Real estate developer Charles Kushner (search) hired a call girl to have sex with the witness, had someone videotape them, and then sent the man's wife a copy of the tape and photos, U.S. Attorney Christopher J. Christie said.
Kushner was retaliating against the witness, a former employee of Kushner's, for cooperating in a criminal investigation of Kushner for possible tax fraud (search) and illegal campaign contributions, and was trying to discourage him from cooperating further, Christie said.
Christie said Kushner hired two prostitutes in December for $25,000 and had also targeted a second witness, also a former employee, but that witness declined the prostitute's advances.
"There is nothing, nothing more sacrosanct than the integrity of the grand jury system," Christie said.
Kushner, 50, was charged of conspiracy, obstructing a federal investigation and promoting prostitution. He posted $5 million bail and was ordered to wear an electronic monitoring bracelet.
Kushner did not speak in court and had no comment outside the courthouse.
"Charles Kushner is one of the most respected business leaders in the community and widely known as a very generous philanthropist," his lawyer, Benjamin Brafman, said in a statement.
"The charges filed today are entirely baseless. Mr. Kushner is confident that once the facts are fully disclosed in a courtroom he will be completely exonerated."
A spokeswoman for McGreevey had no comment on the indictment.
Last month, Kushner was fined $508,900 by the Federal Election Commission for improperly contributing money to political candidates in the names of his companies.

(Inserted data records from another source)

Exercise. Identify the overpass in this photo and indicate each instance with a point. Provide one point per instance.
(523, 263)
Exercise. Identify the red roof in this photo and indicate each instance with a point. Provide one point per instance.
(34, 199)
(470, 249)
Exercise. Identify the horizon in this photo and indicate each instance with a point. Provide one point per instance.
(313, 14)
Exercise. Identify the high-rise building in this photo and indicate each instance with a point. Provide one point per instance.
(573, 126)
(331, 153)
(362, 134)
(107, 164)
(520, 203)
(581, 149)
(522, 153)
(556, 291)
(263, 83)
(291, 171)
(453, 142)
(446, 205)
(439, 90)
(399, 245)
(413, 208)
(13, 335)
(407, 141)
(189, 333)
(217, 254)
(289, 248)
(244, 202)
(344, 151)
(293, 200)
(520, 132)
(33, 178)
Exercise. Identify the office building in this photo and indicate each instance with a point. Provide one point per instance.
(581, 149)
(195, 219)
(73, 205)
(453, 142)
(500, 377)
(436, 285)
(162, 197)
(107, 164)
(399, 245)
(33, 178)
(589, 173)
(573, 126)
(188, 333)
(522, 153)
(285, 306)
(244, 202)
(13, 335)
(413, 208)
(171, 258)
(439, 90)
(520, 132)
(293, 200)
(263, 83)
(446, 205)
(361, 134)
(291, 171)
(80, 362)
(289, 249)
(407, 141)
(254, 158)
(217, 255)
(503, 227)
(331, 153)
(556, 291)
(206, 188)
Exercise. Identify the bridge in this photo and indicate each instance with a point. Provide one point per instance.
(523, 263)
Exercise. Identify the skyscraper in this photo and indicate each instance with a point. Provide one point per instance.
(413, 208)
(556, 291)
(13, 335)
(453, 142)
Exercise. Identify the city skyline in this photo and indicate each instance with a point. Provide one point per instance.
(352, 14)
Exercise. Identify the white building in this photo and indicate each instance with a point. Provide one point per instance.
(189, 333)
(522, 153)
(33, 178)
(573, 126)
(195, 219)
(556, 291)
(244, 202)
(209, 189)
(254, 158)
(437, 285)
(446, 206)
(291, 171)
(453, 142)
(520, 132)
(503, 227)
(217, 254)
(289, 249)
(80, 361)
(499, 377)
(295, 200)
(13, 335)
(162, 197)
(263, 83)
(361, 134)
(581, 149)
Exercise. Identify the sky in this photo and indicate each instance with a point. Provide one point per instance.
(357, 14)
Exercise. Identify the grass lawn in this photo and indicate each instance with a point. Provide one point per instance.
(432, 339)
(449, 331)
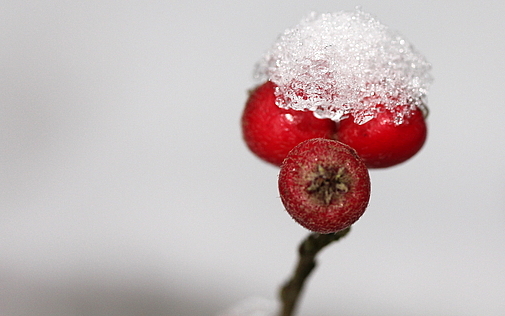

Since his first gubernatorial campaign in 1997, McGreevey has received at least $369,050 from Kushner, family members and employees of Kushner's firm. The money accounts for nearly 5 percent of the $7.9 million in donations McGreevey has raised in the last decade. Kushner has also solicited donations from friends and business associates.
In February 2003, Kushner withdrew as McGreevey's nominee to head the Port Authority of New York and New Jersey. At the time, Kushner was the target of lawsuits contending he improperly used business funds for personal and political purposes.